11  Time Series

For this exercise, we going to make use two packages that can help us plot and manipulate dendrograms.

library(tidyverse)
library(dendextend)
library(ggdendro)

Load the functions:

source("../R/google_ngrams.R")
source("../R/vnc_functions.R")

11.1 Importing Google Ngrams Data

We won’t do much with the google_ngram() function because most of Google data table are HUGE. Though they are formatted as simple tab-delimited text files, they often run in the multiple gigabytes in size. You can access them here:

http://storage.googleapis.com/books/ngrams/books/datasetsv2.html

With that in mind, we’ll do a simple demo of the function with one of the smaller 1-gram tables: Q. First, we’ll make a vector of the word forms we want to count. In this case, we’ll count 3 common forms of quiz.

wfs <- c("quiz", "quizzes", "quizzed")
q <- google_ngram(wfs, variety = "eng", by = "year")

Note that before we plot, we should check for gaps – in other words, years when counts are not in the data and, thus, zero. We can use the is.sequence() function.

Here we’ll check the full Year column and only years after 1799.

q$Year %>% is.sequence()
[1] FALSE
q$Year[q$Year > 1799] %>% is.sequence()
[1] TRUE

11.2 Peaks and Troughs

If we wanted to plot from the first instance (1515) onward, we would need to fill in the all missing years (rows) with zero values. We would also want to check the underlying data. A quick search of Google Books seems to suggest that sixteenth century examples come from passages that are not in English and often in the form qu’iz.

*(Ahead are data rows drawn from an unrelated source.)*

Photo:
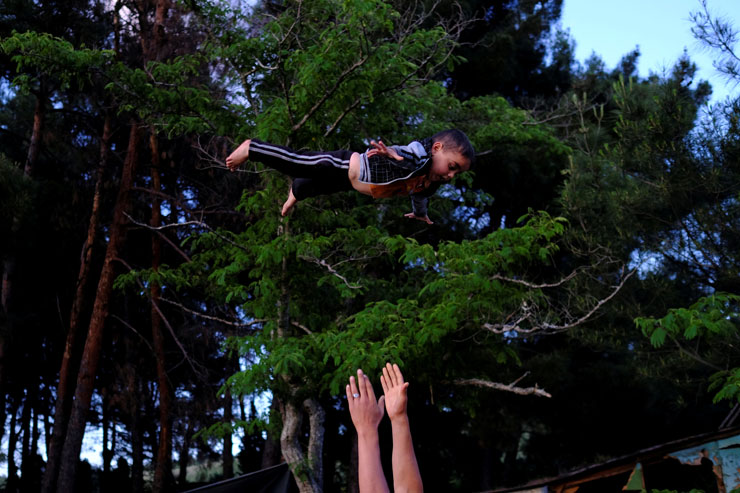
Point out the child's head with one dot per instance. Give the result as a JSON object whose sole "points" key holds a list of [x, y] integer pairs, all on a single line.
{"points": [[452, 153]]}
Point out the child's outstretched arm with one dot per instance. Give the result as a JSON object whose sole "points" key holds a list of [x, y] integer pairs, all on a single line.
{"points": [[406, 476], [366, 414]]}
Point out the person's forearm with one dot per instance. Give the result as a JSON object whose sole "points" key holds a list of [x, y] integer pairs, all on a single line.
{"points": [[370, 470], [406, 476]]}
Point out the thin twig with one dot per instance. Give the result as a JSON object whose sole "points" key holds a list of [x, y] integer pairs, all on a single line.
{"points": [[477, 382]]}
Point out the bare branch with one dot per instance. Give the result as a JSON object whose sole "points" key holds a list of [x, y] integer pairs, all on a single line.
{"points": [[215, 319], [539, 286], [477, 382], [166, 322], [527, 313], [332, 271], [302, 327]]}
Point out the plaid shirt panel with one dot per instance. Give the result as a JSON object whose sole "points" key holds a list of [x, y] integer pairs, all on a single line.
{"points": [[380, 170]]}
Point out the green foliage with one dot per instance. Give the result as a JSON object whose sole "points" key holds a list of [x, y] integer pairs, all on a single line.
{"points": [[458, 293], [39, 54], [715, 315]]}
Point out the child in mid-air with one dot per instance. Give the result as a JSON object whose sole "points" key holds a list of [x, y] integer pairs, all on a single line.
{"points": [[417, 169]]}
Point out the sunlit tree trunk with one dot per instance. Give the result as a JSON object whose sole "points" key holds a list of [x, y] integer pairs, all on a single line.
{"points": [[164, 450], [182, 476], [228, 456], [93, 343], [67, 371], [12, 443]]}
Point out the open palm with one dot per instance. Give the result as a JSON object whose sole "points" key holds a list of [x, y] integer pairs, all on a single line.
{"points": [[394, 389]]}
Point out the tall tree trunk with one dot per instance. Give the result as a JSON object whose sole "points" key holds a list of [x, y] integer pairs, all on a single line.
{"points": [[164, 449], [9, 262], [137, 430], [12, 483], [307, 467], [271, 453], [67, 371], [26, 455], [182, 476], [228, 456], [93, 343]]}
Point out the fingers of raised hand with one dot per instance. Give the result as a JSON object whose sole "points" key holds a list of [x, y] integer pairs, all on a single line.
{"points": [[365, 388]]}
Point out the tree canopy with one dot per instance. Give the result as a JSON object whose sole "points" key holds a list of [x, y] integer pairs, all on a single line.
{"points": [[589, 260]]}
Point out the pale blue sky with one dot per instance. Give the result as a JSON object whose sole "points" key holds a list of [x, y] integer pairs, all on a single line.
{"points": [[661, 29]]}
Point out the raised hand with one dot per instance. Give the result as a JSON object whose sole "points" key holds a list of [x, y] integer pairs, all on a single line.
{"points": [[365, 411], [394, 389]]}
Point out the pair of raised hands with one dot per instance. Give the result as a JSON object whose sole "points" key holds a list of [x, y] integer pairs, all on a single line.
{"points": [[365, 411]]}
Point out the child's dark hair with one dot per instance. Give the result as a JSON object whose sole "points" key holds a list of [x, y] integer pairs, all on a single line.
{"points": [[457, 140]]}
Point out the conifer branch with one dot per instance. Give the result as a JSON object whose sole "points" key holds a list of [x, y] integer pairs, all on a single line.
{"points": [[477, 382]]}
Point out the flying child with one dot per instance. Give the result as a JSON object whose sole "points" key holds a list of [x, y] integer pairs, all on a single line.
{"points": [[417, 169]]}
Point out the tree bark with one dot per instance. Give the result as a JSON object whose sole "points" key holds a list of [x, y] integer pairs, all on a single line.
{"points": [[12, 482], [228, 456], [67, 371], [164, 450], [307, 468], [93, 343], [9, 262], [182, 477], [135, 425], [26, 455]]}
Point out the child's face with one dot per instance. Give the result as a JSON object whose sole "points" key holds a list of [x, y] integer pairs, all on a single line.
{"points": [[446, 163]]}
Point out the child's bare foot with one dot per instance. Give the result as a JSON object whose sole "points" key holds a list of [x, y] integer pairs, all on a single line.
{"points": [[288, 205], [238, 157]]}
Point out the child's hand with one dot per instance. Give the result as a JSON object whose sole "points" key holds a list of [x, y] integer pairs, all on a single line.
{"points": [[366, 413], [426, 219], [382, 150], [394, 389]]}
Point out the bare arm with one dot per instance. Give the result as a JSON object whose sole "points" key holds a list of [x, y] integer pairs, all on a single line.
{"points": [[366, 414], [406, 476]]}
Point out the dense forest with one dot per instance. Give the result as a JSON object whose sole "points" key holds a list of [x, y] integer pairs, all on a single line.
{"points": [[576, 298]]}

Instead, we will plot only data from 1800 and after. And we can plot the data with a confidence interval to identify “peaks and troughs” (Brezina pgs. 241-247).

ggplot(q %>% filter(Year > 1799), aes(x=Year, y=Per_10.6)) +
    geom_point(size = .5) +
    geom_smooth(method = "gam", formula = y ~ s(x, bs = "cs"), size=.25) +
    labs(x="Year", y = "Frequency (per million words)")+ 
    theme(panel.grid.minor.x=element_blank(),
          panel.grid.major.x=element_blank()) +
    theme(panel.grid.minor.y =   element_blank(),
          panel.grid.major.y =   element_line(colour = "gray",size=0.25)) +
    theme(rect = element_blank()) +
    theme(legend.title=element_blank())

Frequencies (per million words) of lemmatized quiz from the 18th through the 20th centuries.

We can also aggregate the counts by decade.

q <- google_ngram(wfs, variety = "eng", by = "decade")
ggplot(q %>% filter(Decade > 1799), aes(x=Decade, y=Per_10.6)) +
    geom_bar(stat = "identity") +
    labs(x="Decade", y = "Frequency (per million words)")+ 
    theme(panel.grid.minor.x=element_blank(),
          panel.grid.major.x=element_blank()) +
    theme(panel.grid.minor.y =   element_blank(),
          panel.grid.major.y =   element_line(colour = "gray",size=0.25)) +
    theme(rect = element_blank()) +
    theme(legend.title=element_blank())

Frequencies by decade (per million words) of lemmatized quiz from the 18th through the 20th centuries.

11.2.1 Confidence Intervals

To add confidence intervals to a bar plot, we need to calculate the upper and lower bounds. For this we’ll use the prop.cint() from the corpora package:

https://www.rdocumentation.org/packages/corpora/versions/0.5/topics/prop.cint

We only need to pass the function a vector of frequencies and a vector of total counts (corpus sizes). We’ll bind those to a new data frame and normalize per million tokens.

word_freq <- q %>% 
  bind_cols(corpora::prop.cint(k = q$AF, n = q$Total, conf.level = 0.95)) %>%
  mutate(lower = lower*1000000) %>%
  mutate(upper = upper*1000000)

And plot adding geom_errorbar()

ggplot(word_freq %>% filter(Decade > 1799), aes(x=Decade, y=Per_10.6)) +
    geom_bar(stat = "identity", fill="steelblue") +
    geom_errorbar(aes(ymin=lower, ymax=upper), width=.1) +
    labs(x="Decade", y = "Frequency (per million words)") + 
    theme(panel.grid.minor.x=element_blank(),
          panel.grid.major.x=element_blank()) +
    theme(panel.grid.minor.y =   element_blank(),
          panel.grid.major.y =   element_line(colour = "gray",size=0.25)) +
    theme(rect = element_blank()) +
    theme(legend.title=element_blank())

Frequencies by decade (per million words and with 95% confidence intervals) of lemmatized quiz from the 18th through the 20th centuries.

11.3 Periodization

Just eyeballing the data, it looks like there might be some interesting changes in frequency in the middle of the 20th century, and late in the 20th century.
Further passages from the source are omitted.